Color Me Red
Kathryn Jones
September 17, 2023
In this gray world I need more red:
A Northern Cardinal trilling from an oak tree branch
Don Juan roses climbing a wrought iron trellis
Roma tomatoes swelling on tangled green vines
Grapefruit dangling like rubies in the Rio Grande Valley
A Summer Tanager flitting in the Davis Mountains
Texas Star Hibiscus blooming on my patio
Ruby-throated hummingbirds probing honeysuckle
Watermelon flesh dripping with summer sweetness
Striped cliffs celebrating a Caprock Canyon sunset
Ocotillo flaming after Big Bend rains
Muddy water flowing down the Rio Rojo
Blood of South Texas ancestors beating in my heart
Coloring my state, my being red, so red
Kathryn Jones is a journalist, essayist, author, and poet.
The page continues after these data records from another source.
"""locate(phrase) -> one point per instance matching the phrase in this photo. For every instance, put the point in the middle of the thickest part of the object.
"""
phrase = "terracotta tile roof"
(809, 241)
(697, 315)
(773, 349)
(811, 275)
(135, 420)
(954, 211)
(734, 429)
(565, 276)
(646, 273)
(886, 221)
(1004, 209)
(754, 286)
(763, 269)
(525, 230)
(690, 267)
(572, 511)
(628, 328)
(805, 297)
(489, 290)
Her work has appeared in The New York Times, Texas Monthly, and in the anthologies A Uniquely American Epic: Intimacy and Action, Tenderness and Action in Sam Peckinpah’s The Wild Bunch (University Press of Kentucky, 2019) and Pickers and Poets: The Ruthlessly Poetic Singer-Songwriters of Texas. Her poetry has been published on tejacovido.com, in the Langdon Review of the Arts in Texas, and Odes and Elegies: Eco-Poetry from the Texas Gulf Coast. She was inducted into the Texas Institute of Letters in 2016.